Ian's friends obeyed readily enough by their standards, Shaun carrying a sandal like a trophy. They were passing the stairs when Jack stretched out a hand. "Listen, maybe you should stick around till this is sorted out."
"It's all right, Mr. Lamb, let them go. I'll get the truth out of my son."
"I wouldn't like to think what you'd get out of him or anybody who wants to live in that place."
Though Mrs. Nolan meant that for Ian and his mother, it was Jack who responded, levelling his fingers at himself. "Could be I'm one."
"Might do some good to have a man about the house," Mrs. Nolan said to nobody in particular, and to Jack "Have you got any idea what kind of place this is?"

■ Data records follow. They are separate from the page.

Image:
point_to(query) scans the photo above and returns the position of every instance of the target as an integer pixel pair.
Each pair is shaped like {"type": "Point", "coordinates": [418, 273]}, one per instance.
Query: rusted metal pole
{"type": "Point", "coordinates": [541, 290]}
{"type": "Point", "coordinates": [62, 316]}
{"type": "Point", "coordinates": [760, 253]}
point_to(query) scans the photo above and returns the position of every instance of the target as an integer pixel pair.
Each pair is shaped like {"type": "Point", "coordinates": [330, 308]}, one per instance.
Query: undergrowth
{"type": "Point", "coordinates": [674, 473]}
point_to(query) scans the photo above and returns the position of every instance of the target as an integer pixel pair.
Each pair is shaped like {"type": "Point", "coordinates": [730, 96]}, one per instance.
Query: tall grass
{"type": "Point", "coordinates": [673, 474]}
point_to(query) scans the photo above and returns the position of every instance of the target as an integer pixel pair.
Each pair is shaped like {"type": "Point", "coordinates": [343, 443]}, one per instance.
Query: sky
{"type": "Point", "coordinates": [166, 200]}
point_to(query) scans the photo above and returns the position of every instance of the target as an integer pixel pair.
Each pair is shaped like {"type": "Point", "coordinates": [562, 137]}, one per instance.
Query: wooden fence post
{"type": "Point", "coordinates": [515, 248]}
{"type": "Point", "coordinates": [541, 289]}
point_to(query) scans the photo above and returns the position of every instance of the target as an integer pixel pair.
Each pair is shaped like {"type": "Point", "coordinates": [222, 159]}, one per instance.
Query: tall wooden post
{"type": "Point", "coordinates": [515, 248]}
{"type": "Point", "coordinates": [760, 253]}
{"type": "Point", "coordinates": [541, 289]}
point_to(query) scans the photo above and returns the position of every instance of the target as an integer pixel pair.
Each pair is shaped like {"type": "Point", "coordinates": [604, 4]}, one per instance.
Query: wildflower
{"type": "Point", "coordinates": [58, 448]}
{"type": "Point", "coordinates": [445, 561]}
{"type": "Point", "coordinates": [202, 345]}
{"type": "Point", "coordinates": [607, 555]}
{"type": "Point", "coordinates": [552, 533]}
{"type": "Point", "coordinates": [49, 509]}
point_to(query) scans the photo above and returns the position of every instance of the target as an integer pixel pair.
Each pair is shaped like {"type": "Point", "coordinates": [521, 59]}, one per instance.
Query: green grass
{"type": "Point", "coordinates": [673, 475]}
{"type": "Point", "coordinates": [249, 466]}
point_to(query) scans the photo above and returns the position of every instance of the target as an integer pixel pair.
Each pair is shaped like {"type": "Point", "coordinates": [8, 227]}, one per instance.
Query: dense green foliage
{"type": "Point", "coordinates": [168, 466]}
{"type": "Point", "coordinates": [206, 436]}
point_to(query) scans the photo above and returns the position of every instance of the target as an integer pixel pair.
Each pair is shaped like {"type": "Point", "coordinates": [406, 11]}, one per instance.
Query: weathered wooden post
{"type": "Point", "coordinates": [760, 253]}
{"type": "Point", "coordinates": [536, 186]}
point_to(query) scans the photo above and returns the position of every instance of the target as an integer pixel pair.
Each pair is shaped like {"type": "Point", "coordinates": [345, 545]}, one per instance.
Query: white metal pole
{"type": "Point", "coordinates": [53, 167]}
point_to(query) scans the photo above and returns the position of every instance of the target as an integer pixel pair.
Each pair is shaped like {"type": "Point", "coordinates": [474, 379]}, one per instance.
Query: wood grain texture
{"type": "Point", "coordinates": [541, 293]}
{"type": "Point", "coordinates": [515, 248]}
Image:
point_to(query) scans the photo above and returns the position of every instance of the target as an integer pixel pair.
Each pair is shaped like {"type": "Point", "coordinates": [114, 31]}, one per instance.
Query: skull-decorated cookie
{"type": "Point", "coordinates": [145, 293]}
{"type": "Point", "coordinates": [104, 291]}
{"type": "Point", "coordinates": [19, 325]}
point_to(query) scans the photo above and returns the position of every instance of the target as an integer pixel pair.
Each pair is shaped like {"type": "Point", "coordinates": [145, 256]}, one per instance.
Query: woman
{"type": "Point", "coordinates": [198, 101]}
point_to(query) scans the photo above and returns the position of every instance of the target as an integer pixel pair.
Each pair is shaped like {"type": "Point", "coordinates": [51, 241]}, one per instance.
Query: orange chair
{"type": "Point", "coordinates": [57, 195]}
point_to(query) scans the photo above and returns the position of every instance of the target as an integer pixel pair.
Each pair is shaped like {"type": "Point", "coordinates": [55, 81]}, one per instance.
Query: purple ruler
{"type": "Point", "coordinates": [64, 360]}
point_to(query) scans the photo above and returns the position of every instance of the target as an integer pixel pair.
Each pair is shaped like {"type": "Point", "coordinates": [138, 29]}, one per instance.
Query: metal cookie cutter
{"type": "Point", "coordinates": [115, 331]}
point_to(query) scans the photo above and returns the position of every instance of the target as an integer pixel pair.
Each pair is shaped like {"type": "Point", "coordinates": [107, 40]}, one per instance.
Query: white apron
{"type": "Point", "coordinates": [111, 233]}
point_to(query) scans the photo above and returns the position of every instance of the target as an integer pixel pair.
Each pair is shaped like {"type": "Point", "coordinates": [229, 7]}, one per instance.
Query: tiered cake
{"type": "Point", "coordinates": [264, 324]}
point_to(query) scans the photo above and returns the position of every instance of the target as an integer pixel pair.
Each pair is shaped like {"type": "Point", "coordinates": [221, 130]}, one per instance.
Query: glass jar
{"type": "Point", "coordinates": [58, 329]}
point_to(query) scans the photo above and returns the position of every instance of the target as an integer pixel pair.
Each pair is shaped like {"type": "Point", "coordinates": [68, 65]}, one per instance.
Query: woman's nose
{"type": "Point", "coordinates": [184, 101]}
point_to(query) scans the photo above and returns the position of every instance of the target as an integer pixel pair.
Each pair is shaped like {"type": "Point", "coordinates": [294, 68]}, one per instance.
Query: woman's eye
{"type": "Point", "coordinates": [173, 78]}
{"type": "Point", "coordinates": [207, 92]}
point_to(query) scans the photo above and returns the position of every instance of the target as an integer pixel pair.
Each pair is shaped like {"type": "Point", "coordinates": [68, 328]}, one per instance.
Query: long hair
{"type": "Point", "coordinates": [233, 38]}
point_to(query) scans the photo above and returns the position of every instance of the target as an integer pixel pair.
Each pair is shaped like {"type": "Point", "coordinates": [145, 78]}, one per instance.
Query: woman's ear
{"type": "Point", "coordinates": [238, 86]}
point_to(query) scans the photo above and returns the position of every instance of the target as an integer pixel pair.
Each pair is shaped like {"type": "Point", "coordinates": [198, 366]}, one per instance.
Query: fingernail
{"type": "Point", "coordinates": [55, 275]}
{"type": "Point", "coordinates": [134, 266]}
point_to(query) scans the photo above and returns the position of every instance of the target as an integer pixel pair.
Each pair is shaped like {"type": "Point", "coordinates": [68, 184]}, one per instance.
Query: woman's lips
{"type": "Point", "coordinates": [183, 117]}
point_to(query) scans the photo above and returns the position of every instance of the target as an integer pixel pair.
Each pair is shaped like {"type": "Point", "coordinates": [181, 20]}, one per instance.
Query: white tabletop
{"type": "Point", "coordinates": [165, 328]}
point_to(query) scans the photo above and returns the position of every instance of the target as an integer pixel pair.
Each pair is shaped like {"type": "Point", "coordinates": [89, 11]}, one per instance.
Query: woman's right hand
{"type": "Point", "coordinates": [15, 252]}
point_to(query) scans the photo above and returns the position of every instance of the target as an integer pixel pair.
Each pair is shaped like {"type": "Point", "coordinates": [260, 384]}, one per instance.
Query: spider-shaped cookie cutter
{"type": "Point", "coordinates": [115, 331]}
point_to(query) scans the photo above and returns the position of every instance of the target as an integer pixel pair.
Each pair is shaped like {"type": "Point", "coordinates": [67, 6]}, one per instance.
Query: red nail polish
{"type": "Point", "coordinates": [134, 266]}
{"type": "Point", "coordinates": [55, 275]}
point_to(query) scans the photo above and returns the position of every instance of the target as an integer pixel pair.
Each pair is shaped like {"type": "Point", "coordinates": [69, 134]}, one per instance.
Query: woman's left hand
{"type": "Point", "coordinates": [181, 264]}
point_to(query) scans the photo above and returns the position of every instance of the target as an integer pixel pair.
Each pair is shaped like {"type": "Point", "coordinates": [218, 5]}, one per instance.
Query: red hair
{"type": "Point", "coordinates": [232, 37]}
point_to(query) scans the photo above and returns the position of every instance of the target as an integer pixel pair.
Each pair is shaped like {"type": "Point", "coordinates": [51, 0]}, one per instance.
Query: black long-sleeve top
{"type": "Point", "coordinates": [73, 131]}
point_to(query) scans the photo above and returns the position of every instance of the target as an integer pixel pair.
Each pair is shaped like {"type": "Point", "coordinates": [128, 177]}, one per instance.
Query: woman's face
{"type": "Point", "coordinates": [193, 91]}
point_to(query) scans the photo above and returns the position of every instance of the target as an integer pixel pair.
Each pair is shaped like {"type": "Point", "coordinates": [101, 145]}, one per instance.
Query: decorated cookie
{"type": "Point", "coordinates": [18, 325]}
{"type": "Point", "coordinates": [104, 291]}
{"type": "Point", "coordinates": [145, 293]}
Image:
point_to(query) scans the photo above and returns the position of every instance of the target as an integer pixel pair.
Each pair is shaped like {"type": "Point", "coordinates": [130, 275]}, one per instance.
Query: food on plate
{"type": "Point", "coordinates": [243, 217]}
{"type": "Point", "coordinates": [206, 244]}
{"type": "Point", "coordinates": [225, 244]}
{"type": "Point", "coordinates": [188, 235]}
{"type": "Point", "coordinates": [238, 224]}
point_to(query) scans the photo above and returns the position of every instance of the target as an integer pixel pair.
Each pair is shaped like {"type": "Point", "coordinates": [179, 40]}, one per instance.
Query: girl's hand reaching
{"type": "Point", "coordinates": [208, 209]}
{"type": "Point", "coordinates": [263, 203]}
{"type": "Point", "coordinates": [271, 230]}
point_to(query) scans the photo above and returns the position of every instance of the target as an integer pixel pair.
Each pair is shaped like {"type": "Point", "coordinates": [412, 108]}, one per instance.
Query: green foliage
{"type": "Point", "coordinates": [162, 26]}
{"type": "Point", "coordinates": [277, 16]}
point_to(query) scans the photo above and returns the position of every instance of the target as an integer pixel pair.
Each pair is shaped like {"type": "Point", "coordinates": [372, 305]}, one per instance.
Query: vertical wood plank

"I believe I've figured that out, yes."
"God forgive you, then, if you have. You're as bad as her, and look how it's affecting her boy. Come away, Crys, and you, Shaun, and the two of you as well. You can be a bit less friendly with him in the future, Shaun. We don't want you ending up like him."
Leslie's anger nearly forced her mouth open, but a row in the street would only leave her feeling worse. She watched Mrs. Nolan herd her children along Jericho Close, the other boys trailing behind. When she saw Mrs. Lancing hurry down her garden to accost Shaun's mother, Leslie closed the front door with a gentleness that felt like a slow-motion slam.